Examples of an Employee Gratitude Week
Here are some examples to use as inspiration for your own Gratitude Week:
- Spirit Week: Each day of the week, employees are encouraged to partake in fun games and company-centric activities to show off their company spirit. Invite everyone to wear company swag, answer company trivia, enjoy free lunch on the company or wear pajamas on Friday.
- Wellness Week: Support employee wellness by devoting an entire week to their well-being. Bring in a massage therapist for one day, a financial expert for another, and a personal fitness coach for another. Provide healthy meals or set up a challenge with fun prizes for participants.
- Gratitude Week: Devote a week to giving and receiving gratitude. Set up thank you note stations in the office (or virtually) and let employees write messages of appreciation to their friends in the office. Empower each team to give out team awards, ensuring each employee is included.
A Real-World Example of an Employee Gratitude Week
One Awardco client had an amazingly successful experience with a custom Gratitude Week, which they called their Season of Gratitude Campaign.

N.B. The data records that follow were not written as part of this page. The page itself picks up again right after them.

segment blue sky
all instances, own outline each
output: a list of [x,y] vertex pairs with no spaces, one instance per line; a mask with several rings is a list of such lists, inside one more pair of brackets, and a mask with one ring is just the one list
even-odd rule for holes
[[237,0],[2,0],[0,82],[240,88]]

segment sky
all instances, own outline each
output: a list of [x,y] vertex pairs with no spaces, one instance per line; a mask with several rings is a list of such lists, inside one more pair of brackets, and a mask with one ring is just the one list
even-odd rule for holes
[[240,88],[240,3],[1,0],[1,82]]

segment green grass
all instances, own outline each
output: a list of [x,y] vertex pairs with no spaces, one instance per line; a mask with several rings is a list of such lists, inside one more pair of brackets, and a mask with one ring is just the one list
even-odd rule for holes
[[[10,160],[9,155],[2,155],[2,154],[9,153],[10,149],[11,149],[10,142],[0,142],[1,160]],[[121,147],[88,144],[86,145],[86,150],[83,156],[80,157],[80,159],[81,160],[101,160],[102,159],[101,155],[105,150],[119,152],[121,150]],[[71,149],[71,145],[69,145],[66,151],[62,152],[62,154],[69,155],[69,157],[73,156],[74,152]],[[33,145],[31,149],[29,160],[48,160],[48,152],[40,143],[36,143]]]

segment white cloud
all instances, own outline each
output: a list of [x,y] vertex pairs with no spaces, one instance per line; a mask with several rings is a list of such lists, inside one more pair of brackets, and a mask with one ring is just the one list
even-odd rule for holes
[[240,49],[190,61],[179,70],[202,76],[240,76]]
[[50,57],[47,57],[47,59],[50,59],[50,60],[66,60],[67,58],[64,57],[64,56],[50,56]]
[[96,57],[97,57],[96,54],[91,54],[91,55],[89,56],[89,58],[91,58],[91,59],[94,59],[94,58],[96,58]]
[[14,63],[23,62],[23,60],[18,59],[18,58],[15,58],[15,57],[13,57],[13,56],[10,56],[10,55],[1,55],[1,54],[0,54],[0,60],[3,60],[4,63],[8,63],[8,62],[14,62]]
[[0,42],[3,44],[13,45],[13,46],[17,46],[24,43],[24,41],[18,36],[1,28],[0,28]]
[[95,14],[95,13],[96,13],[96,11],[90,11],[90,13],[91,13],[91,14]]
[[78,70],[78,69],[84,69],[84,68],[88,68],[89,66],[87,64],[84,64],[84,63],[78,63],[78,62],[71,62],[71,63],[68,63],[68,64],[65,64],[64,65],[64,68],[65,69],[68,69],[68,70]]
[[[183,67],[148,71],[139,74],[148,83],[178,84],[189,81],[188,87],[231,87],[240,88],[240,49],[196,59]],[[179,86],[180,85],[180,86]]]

After this client launched the Awardco platform, they wanted to increase adoption by planning something exciting and meaningful. They created the Season of Gratitude Campaign, and here’s how it worked:
Each week of November before Thanksgiving, the client sent out prompts to help their employees think about recognition:
- Week one: Recognize an unsung hero at work
- Week two: Recognize your work bestie
- Week three: Recognize an inspiring leader
Because they didn’t have the biggest budget, this client wasn’t able to give points or cash to everyone. However, every employee who recognized (or was recognized) was entered into a drawing for 15 points on the platform. And for those who recognized all three weeks, they had a chance to win 100 points.
Even with a small budget, this client’s creativity and communication helped them see over 400 recognitions through the platform in just three weeks. They told us that this program helped spread appreciation and good feelings around to everyone in their workplace in a way never experienced before.
Spread Gratitude to Everyone This Year
The holiday season is the perfect time to spread a little gratitude and appreciation to employees. Instead of relying on traditional holidays that may leave people feeling left out or unnoticed, design your own Gratitude Week to fully include everyone. Recognition platforms can make this easier, but the only limit to your program’s potential is your creativity.